Poem for Jul 17



Japa Poem

Japa in flower-bearing spring. Sign on a bumper sticker: “Life Is Good.” Put the Hare Krishna mantra on your bumper sticker. Most people won’t relate to it, but it’s good for them to see. Allen Ginsberg wrote of the Hare Krishna mantra in one of his poems in a somewhat disparaging way. The poem was about all the mail he gets.
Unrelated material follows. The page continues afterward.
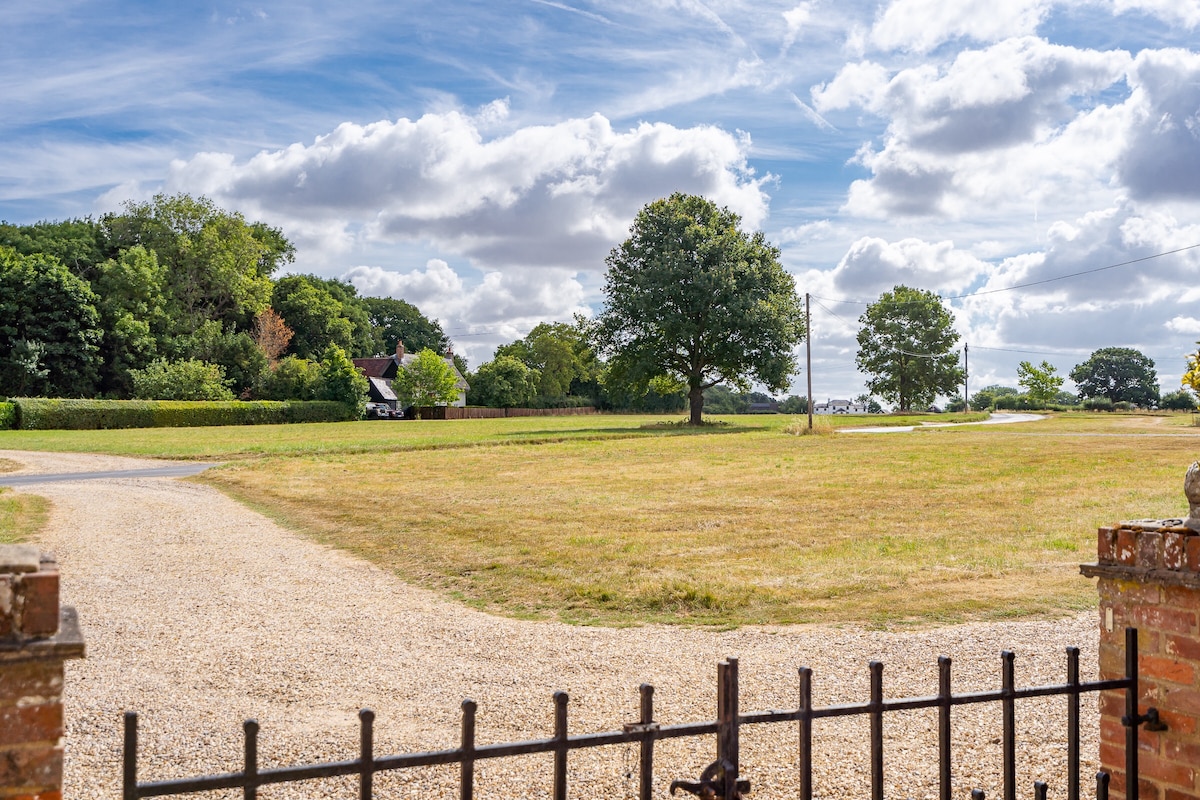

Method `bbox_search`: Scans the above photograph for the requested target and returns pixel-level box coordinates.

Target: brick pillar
[1081,464,1200,800]
[0,545,84,800]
Some Hare Krishna devotees knew he was favorable to Hare Krishna, so he sarcastically wrote that many of them send him letters that say, “Dear Allen: Hare Krishna, Hare Krishna, Krishna Krishna, Hare Hare / Hare Rama, Hare Rama, Rama Rama, Hare Hare.” Despite his sarcastic intention, it was good that he wrote the mantra in his poems. Even if the mantra is spoken sarcastically, it is beneficial.

(_Japa Transformations_)

Backatcha Allen Ginsberg

They say Krishna consciousness is
a tacked-on canon I use to
resolve a poem that really should stay in the
sensual, compassionate poet’s realm.
No, it’s the center of all people and poets
and government control. It’s the difference between
untruth and reality, love and oppression. It’s
understanding, both sides of the dual
wrongs and partial rights of this world –
seeing everything in Krishna. Do you think
He’s a Hindu god, you
fine poets? As if you,
Yevtuschenko, are yourself the forger
of the human soul.

(_Gentle Power_)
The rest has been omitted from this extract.